I did some digging myself on this one recently.

  * With RTnet it only has support for limited network interface chipsets, 
I don't think this will include the one on the RPi since that's basically 
ethernet via USB internally, also I'm unsure if it's compatible with the 
latest kernel.
  * There was a RTUSB at some point but it seems to have the issue of not 
being updated in forever and probably only works with certain USB chipsets
  * The CANBus has the downside of being slow (40 Kbit/s to 1 Mbit/sec)
  * For EtherCAT it looks as if the shields you can buy (the hardware 
design is not open source) hook up to the SPI port on the arduino / rpi 
boards. Slave boards / chipsets seem to be expensive due to licencing and 
you may have issues writing your own linux drivers for them.

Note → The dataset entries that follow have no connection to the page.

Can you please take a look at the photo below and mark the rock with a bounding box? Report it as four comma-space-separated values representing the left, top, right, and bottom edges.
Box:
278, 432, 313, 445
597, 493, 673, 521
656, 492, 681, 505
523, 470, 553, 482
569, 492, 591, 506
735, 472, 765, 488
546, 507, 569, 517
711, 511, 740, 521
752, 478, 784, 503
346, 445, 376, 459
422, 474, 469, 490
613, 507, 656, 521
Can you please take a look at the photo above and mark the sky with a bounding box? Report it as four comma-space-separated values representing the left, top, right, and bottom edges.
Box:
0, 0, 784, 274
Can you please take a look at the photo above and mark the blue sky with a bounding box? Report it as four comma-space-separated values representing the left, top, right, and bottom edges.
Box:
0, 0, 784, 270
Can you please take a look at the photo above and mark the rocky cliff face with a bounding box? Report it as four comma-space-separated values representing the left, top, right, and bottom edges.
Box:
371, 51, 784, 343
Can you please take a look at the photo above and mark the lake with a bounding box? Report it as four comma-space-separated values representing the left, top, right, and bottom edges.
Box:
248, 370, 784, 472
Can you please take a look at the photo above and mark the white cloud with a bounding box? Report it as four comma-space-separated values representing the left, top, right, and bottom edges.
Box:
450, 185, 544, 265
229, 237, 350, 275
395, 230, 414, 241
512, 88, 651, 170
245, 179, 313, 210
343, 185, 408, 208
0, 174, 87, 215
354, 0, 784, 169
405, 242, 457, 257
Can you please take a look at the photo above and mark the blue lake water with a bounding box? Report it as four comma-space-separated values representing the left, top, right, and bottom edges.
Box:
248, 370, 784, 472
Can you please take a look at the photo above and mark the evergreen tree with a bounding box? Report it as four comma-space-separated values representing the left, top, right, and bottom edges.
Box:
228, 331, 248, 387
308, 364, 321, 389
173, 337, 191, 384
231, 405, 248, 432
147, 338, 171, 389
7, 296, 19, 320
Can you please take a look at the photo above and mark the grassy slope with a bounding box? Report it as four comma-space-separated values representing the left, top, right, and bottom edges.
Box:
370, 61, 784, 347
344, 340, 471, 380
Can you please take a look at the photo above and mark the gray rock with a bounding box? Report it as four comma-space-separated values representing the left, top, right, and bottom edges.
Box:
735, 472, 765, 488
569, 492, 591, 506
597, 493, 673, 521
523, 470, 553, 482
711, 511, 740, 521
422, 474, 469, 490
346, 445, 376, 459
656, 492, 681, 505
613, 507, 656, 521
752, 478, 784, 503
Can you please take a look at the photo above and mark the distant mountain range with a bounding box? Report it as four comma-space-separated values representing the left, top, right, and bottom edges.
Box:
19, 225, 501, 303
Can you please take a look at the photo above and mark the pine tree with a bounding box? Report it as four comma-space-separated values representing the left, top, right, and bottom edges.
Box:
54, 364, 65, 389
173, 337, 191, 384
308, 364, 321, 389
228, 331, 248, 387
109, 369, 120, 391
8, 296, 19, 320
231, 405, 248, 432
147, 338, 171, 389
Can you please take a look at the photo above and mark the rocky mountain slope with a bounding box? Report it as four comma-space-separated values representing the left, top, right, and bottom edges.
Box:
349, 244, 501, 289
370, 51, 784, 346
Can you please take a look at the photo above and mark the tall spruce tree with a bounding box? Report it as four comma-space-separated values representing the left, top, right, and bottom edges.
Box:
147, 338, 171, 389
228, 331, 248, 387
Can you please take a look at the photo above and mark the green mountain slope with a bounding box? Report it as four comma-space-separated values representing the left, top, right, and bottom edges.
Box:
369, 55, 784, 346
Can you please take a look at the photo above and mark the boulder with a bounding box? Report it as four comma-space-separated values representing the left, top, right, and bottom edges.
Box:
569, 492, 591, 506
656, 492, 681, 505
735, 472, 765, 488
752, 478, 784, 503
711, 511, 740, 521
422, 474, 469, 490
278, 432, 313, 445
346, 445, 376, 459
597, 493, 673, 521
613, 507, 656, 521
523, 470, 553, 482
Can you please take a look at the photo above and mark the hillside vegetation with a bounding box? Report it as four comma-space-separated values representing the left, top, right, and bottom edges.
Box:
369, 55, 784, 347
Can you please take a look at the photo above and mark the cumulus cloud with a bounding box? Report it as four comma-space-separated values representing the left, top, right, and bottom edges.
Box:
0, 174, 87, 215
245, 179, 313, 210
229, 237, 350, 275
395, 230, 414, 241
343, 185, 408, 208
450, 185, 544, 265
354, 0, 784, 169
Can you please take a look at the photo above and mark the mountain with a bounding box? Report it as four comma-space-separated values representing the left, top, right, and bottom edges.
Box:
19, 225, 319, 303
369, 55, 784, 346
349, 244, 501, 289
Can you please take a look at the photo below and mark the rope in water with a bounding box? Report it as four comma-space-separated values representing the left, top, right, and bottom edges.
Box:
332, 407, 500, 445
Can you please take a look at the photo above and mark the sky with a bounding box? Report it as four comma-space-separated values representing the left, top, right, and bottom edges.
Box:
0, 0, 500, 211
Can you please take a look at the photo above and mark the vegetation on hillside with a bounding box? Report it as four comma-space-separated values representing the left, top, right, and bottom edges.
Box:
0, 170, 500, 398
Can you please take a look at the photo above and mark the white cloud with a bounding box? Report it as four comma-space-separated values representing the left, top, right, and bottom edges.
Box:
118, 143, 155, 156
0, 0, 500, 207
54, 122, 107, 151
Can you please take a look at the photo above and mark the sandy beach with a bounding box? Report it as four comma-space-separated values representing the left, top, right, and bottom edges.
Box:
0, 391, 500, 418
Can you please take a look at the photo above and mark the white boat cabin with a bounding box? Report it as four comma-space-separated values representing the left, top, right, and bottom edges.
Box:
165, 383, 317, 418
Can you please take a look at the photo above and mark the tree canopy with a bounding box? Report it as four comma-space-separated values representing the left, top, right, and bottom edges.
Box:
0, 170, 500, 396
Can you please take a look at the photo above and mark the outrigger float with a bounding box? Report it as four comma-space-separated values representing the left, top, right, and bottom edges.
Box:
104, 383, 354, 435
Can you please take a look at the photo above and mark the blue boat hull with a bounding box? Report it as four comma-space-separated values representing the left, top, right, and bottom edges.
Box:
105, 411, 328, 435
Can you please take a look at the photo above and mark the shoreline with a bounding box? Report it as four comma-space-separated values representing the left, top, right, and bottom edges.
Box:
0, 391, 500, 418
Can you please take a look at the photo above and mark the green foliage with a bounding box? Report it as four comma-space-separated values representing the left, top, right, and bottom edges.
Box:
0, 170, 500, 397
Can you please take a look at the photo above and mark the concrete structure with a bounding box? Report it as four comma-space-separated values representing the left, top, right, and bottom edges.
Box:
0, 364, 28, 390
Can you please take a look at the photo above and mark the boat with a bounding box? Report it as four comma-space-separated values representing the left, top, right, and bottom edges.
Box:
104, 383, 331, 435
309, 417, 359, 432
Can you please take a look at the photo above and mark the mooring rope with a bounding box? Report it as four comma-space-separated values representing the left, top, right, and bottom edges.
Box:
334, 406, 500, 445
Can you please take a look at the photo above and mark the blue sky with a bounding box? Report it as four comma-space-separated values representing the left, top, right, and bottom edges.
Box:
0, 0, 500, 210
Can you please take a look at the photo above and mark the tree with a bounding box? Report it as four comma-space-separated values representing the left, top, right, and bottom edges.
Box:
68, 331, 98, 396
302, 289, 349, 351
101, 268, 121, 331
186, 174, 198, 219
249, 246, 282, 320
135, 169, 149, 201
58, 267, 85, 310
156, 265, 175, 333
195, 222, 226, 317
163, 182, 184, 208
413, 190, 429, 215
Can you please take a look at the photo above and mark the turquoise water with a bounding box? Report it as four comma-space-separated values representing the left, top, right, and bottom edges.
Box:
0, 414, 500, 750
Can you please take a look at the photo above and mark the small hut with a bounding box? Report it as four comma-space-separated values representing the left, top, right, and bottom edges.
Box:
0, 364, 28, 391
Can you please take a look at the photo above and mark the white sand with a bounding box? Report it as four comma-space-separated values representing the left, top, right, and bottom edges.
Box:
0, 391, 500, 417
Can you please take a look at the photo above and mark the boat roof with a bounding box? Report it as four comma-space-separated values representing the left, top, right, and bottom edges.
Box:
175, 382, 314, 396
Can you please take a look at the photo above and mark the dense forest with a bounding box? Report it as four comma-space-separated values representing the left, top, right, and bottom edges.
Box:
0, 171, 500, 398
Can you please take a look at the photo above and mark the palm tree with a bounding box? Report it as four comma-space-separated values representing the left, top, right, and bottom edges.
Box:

One option I'm thinking of investigating myself is the use of SPI hooked up 
to a RS485 transceiver as some of those can manage 10Mbits/sec or 
100MBits/sec. RS485 would handle any noise problems (since SPI is mostly 
designed for interboard communications). But I'm unsure of the status of 
SPI / realtime combination and what the latency / jitter would look like, 
also it would probably require custom drivers and hardware on both ends.

Many Thanks
Richard

On Wednesday, December 20, 2017 at 9:51:57 AM UTC, [email protected] 
wrote:
>
> I found many cases that use BeagleBone Black and Raspberry Pi. RTnet may 
> be good to control the motor via EtherCAT.
> But how to achieve real-time using CAN bus. Or is it just not matters?